According to Khan, roughly 69 new restaurants opened in the District, alone.
"That means we had almost six new restaurant openings, on average, per month," Khan says. "On the 14th Street corridor, alone, we had 13 new restaurants open up."
If that number seems daunting, Khan says she understands. That's why Dining Bisnow recently published a guide to all of the city's new restaurants of 2013, ordered alphabetically and arranged by neighborhood.
"Whenever you're going out for dinner, you can just check and see what are some of the restaurants you haven't checked out yet, or that sound interesting to you. Hopefully you can use 2014 to work your way down this very long list," Khan says.
In addition to the sheer magnitude of new restaurants, Khan says a couple of notable trends emerged throughout the year in the restaurant scene. One of these trends is what Khan refers to as a theater-style kitchen.
"These are those restaurants that have these beautiful open kitchens, designed for the diners to pull up a seat, basically across from the chefs, and sort of watch the culinary show as it happens," Khan says.
"So you get to watch your meals and everyone else's meals get cooked up and plated."
For those looking to catch dinner and a show, Khan recommends Table in Shaw, Red Hen in Bloomingdale and Roses Luxury in Eastern Market.
"A lot of people are really enjoying being able to see their food made, and the care and detail that the chefs put into it," Khan says.
Another trend that emerged in restaurants this past year is a careful eye in the design and overall atmosphere of a dining space.

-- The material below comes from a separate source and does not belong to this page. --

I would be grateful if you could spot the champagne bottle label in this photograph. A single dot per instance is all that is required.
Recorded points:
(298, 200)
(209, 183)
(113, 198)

Many restaurants worked with outside designers and architects to help execute an ambiance that elevates the food and dining experience.
"It's really adding a layer of depth to the dining experience here in D.C. that I think diners really appreciate," Khan says.
Khan notes Penn Quarter's City Tap House, which uses reclaimed barn wood from Amish Country into its space, and Daikaya, which incorporates Japanese fishing ropes and comic strips on the walls. Both restaurants use design elements to craft a space with a specific feel.
Another restaurant that pleased diners with its design is Frederick de Pue's Table in the Shaw neighborhood of Northwest.
"It's really warm and cozy. Walking into that restaurant, you feel like you're walking into the house of a friend of yours who has really, really good taste," Khan says.